Thermal management plays a critical role in the performance of electric vehicles and, when harnessed with the right technology, even holds the potential to give electric vehicles more mileage per charge. But EV thermal management comes with its own challenges.

To keep up with changing flow requirements in an EV cooling system and to maintain optimal component temperatures, the cooling system ideally needs proportional control. A valve to control this proportional flow would need to feature zero hysteresis and zero steady-state power at any setpoint, include a leak-free off state, and also contain a fail-safe condition for when power is lost.

No valve featuring all of these capabilities existed until last year. In early 2019, TLX Technologies, a creator of customized electro-mechanical solenoid products, designed and introduced the Discrete Proportional Valve (DPV).

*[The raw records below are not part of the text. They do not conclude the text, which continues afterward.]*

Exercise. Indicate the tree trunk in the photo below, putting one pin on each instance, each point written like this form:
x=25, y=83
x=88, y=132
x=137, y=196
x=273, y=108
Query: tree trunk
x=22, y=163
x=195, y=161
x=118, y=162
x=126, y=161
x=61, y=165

Discrete Proportional Valve
Discrete Proportional Valve

The DPV is a simple combination of two or more binary (on/off) valves with different flow coefficients which, when combined, approximate proportional control. The number of possible flow states is 2n, where n is the number of valves. In practice a two-valve system with four flow states is all that is needed.

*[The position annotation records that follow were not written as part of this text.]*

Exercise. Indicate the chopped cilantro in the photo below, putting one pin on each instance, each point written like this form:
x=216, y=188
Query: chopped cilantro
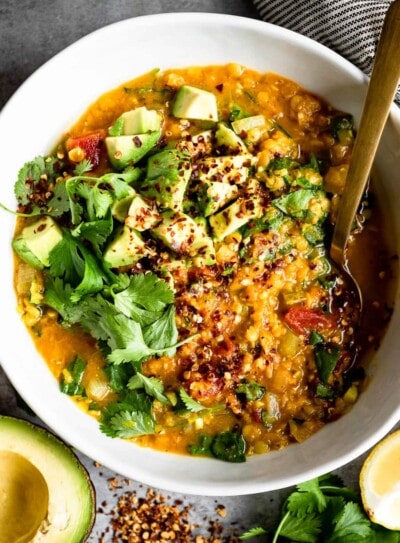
x=323, y=510
x=326, y=358
x=227, y=446
x=251, y=391
x=71, y=380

Figure 1 shows the performance comparison between a continuous proportional valve (orange) and a three-valve DPV (blue). At 0% duty, the continuous valve has some bypass flow. The continuous valve also requires lower and upper deadbands to accommodate part tolerances. Finally, the flow for a given input in a continuous valve is not the same when moving in an increasing direction as opposed to a decreasing direction (hysteresis).

DPV and Continuous Proportional Valve Performance Curves
DPV and Continuous Proportional Valve Performance Curves

In contrast, the DPV does not need to have bypass flow (but can be designed with bypass flow as desired). Additionally, it has no need for deadbands and features zero hysteresis. The DPV also uses latching (bistable) valve actuation to reduce power consumption.

Controls for DPV systems can be implemented either on the valve or on a remote. Integrated control may be preferred in some systems, since it reduces wiring to two power wires and a signal line. Remote electronics may be preferred when incorporating controls on the valve is undesirable due to its environment. In this case, the valve system needs two power wires per valve.

The control requirements for DPV-based valving are simpler than they are for many other solutions. PID control is not necessary. It only needs a mapping of the valve state to target flow conditions. If using on-valve electronics, the valve system’s mapping can be provided in the control circuitry, and the vehicle’s control electronics only needs to communicate a flow target.

This DPV design also features two built-in fault-tolerant features. The first is that the control system can be designed with a specific fail-safe position. The second is that the DPV system does not have any single point of failure that can disable the entire system. A failure in one valve does not completely disable the entire valve system.

The DPV concept provides advantages that match the unique needs of EV cooling and energy management systems, such as enabling rapid changes in coolant flow to instantly meet demands while enabling power-efficient management of coolant flow and potentially reducing the overall weight and cost of the cooling system.